Ini merupakan salah satu bentuk pembinaan iman dan upaya untuk memelihara syiar Islam yang agung ini.
Untuk meningkatkan iman, membersihkan jiwa dan mensucikan hati masyarakat Muslimin, ada juga aktifitas lain di masjid yang sangat dijaga oleh Rasulullah shallallahu ‘alaihi wa sallam.
Yaitu I’tikaf di masjid pada bulan Ramadhan. Sunnah I’tikaf memilik hikmah khusus dalam persoalan pensucian jiwa dari kecintaan kepada dunia.
I’tikaf juga menguatkan hubungan seorang Muslim dengan Allah Subahanahu wa Ta’ala. Selain itu, juga memperkokoh keterikatan hati seorang Muslim dengan akhirat sebagai tempat kembalinya.
3. Masjid sebagai tempat pertemuan kaum muslimin dan penguatan ikatan di antara mereka
Masjid menjadi sarana pertemuan dan penguatan hubungan di antara anggota masyarakat Muslim. ini bisa dilakukan dengan menjalankan shalat lima waktu di masjid setiap hari. Dengan senantiasa shalat berjamaah di masjid, intensitas pertemuan diantara mereka menjadi tinggi. Hal ini tentu berpengaruh terhadap tingkat keeratan hubungan di antara mereka.
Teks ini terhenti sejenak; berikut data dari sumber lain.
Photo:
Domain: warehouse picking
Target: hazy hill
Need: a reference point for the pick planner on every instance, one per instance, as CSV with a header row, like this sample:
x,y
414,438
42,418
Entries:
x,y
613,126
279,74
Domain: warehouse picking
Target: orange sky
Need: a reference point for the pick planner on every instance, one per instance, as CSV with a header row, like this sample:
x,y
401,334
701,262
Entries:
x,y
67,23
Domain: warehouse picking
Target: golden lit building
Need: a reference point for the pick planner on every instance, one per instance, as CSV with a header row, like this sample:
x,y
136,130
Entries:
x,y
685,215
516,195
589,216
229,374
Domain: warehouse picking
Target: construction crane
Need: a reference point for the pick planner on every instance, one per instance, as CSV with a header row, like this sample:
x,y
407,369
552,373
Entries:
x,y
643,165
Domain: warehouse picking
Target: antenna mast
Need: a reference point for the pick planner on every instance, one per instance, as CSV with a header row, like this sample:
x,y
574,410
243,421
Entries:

Setiap bertemu dengan sesama Muslim, kita disunnahkan untuk saling bersalaman. Demikian pula saat berjumpa dengan mereka di masjid. Hal ini akan menggugurkan dosa mereka berdua . Ini sebagaimana sabda rasulullah shallallahu ‘alaihi wa sallam:
Rasulullah shallallahu ‘alaihi wa sallam bersabda:
مَا مِنْ مُسْلِمَيْنِ يَلْتَقِيَانِ فَيَتَصَافَحَانِ إِلاَّ غُفِرَ لَهُمَا قَبْلَ أَنْ يَتَفَرَّقَا
“Tidaklah dua orang muslim yang bertemu lalu berjabat tangan, melainkan dosa keduanya sudah diampuni sebelum mereka berpisah.” (HR. Abu Daud no. 5212 dan at-Tirmidzi no. 2727, dishahihkan oleh al-Albani).
Selain menggugurkan dosa, bersalaman antara dua muslim yang sedang bertemu juga akan menumbuhkan rasa cinta di antara mereka. Hal ini sebagaimana disampaikan oleh para ulama salaf.
Al-Hasan al-Bashri rahimahullah berkata: “Berjabat tangan itu dapat menambah kecintaan”.
Al-Imam Mujahid rahimahullah berkata, “Telah sampai kepadaku bahwasannya apabila dua orang yang saling mencintai (karena Allah) saling melihat kemudian salah satunya tertawa kepada sahabatnya dan keduanya saling berjabat tangan maka bergugurlah kesalahan-kesalahan keduanya sebagaimana gugurnya daun-daun dari pepohonan”.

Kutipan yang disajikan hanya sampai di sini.